Through Solimo, Amazon also sells dry fruits, candles, comforters, and other products at heavy discounts of up to 50%. Similarly, in AmazonBasics, it offers Apple’s charging cable for Rs 899 – the one from Apple sells at Rs 1,700.
“Essentially, private labels is a strategy to gain profitability,” said Jayanth Kolla, cofounder of digital transformation advisory firm Convergence Catalyst. “Among ecommerce companies, the pressure of profitability is much higher… For companies like Amazon, which has grown certain categories of products to get scale, private labels are the way to go.”

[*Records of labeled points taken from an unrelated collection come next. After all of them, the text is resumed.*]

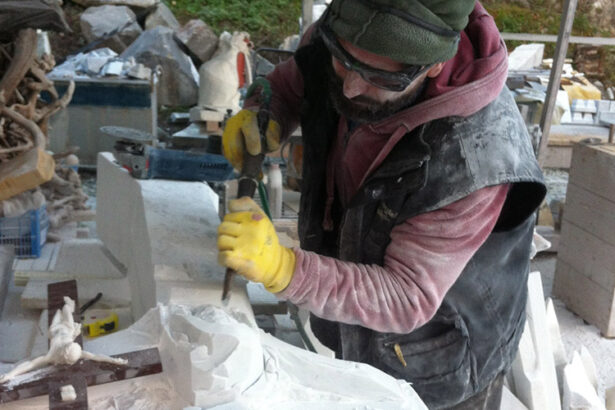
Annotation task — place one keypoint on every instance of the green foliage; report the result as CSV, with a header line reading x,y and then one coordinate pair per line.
x,y
267,21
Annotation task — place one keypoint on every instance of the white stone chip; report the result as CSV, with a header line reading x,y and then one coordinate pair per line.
x,y
68,393
578,390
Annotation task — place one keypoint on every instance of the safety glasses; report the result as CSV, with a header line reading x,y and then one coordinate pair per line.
x,y
387,80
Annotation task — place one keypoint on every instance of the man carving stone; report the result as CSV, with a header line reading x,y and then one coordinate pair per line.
x,y
419,185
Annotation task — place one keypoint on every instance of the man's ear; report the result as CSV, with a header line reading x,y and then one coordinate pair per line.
x,y
435,70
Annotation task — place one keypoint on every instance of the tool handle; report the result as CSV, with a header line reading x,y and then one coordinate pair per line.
x,y
248,181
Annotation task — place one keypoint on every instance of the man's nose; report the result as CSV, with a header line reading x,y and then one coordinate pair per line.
x,y
354,85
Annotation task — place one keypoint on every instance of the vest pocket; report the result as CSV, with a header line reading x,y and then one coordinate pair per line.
x,y
434,365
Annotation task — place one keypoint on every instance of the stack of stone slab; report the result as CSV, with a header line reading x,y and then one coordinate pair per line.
x,y
542,375
585,272
594,112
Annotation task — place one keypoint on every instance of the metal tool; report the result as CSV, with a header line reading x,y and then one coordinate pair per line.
x,y
144,157
251,167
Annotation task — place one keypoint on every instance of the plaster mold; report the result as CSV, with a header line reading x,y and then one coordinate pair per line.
x,y
62,348
164,233
534,368
217,358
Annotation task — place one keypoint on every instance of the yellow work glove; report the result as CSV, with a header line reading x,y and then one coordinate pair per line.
x,y
247,243
241,134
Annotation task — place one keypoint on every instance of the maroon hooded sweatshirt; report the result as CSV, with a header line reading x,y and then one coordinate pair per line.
x,y
428,252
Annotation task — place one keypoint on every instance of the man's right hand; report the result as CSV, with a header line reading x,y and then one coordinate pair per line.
x,y
241,134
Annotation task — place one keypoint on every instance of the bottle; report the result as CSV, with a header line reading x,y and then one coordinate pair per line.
x,y
274,191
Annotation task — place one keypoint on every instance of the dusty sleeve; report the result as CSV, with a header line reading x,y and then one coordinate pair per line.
x,y
426,255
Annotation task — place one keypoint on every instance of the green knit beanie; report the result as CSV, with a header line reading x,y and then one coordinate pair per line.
x,y
409,31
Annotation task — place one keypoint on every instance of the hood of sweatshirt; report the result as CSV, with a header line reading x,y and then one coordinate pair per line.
x,y
467,83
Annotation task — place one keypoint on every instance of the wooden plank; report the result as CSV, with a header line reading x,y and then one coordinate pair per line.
x,y
587,255
585,297
116,293
593,168
140,363
561,48
552,38
594,213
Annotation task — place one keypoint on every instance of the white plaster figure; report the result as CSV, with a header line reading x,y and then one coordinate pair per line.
x,y
62,348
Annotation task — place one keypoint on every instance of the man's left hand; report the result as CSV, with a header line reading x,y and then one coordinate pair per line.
x,y
248,243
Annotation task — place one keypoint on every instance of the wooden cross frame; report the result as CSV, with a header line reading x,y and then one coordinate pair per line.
x,y
49,380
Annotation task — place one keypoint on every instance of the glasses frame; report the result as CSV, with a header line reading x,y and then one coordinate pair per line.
x,y
399,80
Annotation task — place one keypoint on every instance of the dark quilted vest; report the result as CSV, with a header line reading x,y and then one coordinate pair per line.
x,y
475,333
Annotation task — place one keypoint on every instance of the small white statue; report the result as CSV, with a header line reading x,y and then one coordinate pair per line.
x,y
62,348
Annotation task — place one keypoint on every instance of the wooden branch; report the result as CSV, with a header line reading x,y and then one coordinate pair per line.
x,y
19,148
40,141
25,52
61,155
57,105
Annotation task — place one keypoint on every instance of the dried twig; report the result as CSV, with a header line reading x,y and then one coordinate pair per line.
x,y
39,138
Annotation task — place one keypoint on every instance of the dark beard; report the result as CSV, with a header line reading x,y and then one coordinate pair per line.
x,y
362,109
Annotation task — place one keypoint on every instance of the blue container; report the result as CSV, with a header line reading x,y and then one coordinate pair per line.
x,y
27,233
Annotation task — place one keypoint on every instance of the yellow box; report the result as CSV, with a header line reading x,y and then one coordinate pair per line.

In food, an executive with a competing ecommerce platform said, the margins are very thin — lower than 10%. “Private labels help in increasing the margins to up to 20% or sometimes even a little more than that.”
Add to that, Amazon is working on bringing out its private label products in food. The company refuses to disclose any details, but sources tell FactorDaily that Amazon is looking at owning and managing the entire supply chain for private labels. “That will allow them to have a deeper margin play… something that only BigBasket has been able to do in the online space,” said a source close to Amazon.
“As a company policy, we do not comment on what we may or may not do in the future. We have received the government approval for food retail based… We are excited by the government’s continued efforts to encourage FDI in India for a stronger food supply chain,” Tiwari said.
In food, an executive with a competing ecommerce platform said, the margins are very thin — lower than 10%. “Private labels help in increasing the margins to up to 20% or sometimes even a little more than that,” he said.
The big benefit outcome of Amazon’s private label is brand loyalty and affinity. Raghu B. Viswanath, founder and chairman of Vertebrand, a brand strategy company, said Amazon is far more focussed on segments, categorisation and customers when it comes to private labels. “They have gone about in a very scientific way with private labels,” he said. “But you need deep pockets to do so.”
With over $5 billion committed to India by its US parent, funding is the least of worries for Amazon India’s private label warriors. They just need to execute to the plan.